Sorry that it has been awhile since the last update. As you know, we had tentatively planned an initial release of ORCM in April. Obviously, that isn't happening. :-/
However, we have made considerable progress towards that goal - enough that we can probably do a 0.x release in June, with a 1.0 release in fall of this year. The 0.x release will include a fully resilient system, which is what has been occupying our time over the last month. This includes:
* recovery of application processes that abnormally terminate. The system will restart the process A times on its current node, where A is a parameter that can be set two ways: (a) a default for the system (by MCA parameter), and (b) a per-job value given at time of job start. Once the process hits that limit, the local daemon will request that it be rescheduled to another location. This step can be done B times, where (you guessed it!) B can be set as a system-wide default and given as a per-job value. Once the process hits both limits, it will be marked as "un-runnable" and no further attempts to restart it will be made. The user and/or sys admin will be notified via a selectable method of this condition - again, this notification is controllable by system default and per-job.
* recovery from failed nodes. All processes on the failed node are re-located and restarted. This restart does -not- count against the process limits described above.
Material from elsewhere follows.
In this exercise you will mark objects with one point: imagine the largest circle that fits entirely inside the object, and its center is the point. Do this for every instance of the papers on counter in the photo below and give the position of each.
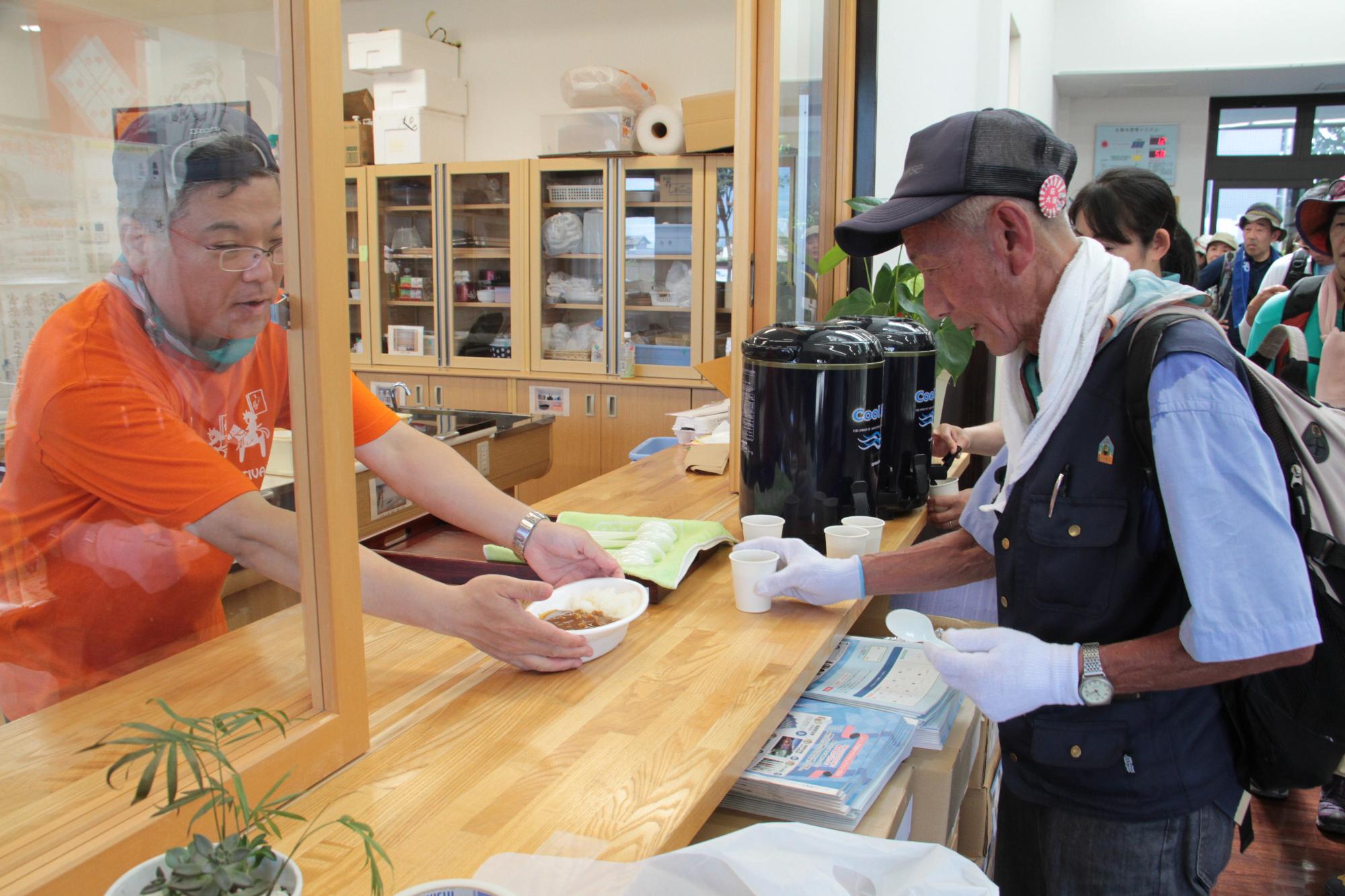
(824, 764)
(883, 674)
When the node returns (or is replaced), the system may shift the processes back to it - again, this is a selectable option.
Much of the recent work has focused on conversion from a master-slave arrangement (i.e., where ORCM had a "master" process responsible for scheduling, and "slave" daemons on each node that simply started and monitored local processes) to a peer-based system by removing the "master" process. This has been accomplished by distributing the "master's" responsibilities. Thus, there is no system failure resulting from the loss of any one or more ORCM processes. The system will continue to recover from application failures up until the final node loses power.
It looks like we will not have an interface to a resource manager (e.g., Moab) prior to the initial release. What we will have in its place is the ability for the system to automatically wire itself together as nodes boot, with the ORCM daemon on each node automatically starting as part of the boot procedure. This creates one large system, though it can support multiple simultaneous jobs, each using a portion of the resources. Only limitation is that the resources have to be manually assigned to each job - obviously something that needs to be resolved longer term.
I have been tasked with documenting ORCM over the next couple of months. I have started entering information on the project web site (under the Open MPI web site), and will continue to do so. This will include video-on-demand presentations that describe various aspects of ORCM architecture and operation.
Please feel free to ask questions and/or contribute ideas. Anyone interested in contributing to the effort is welcome!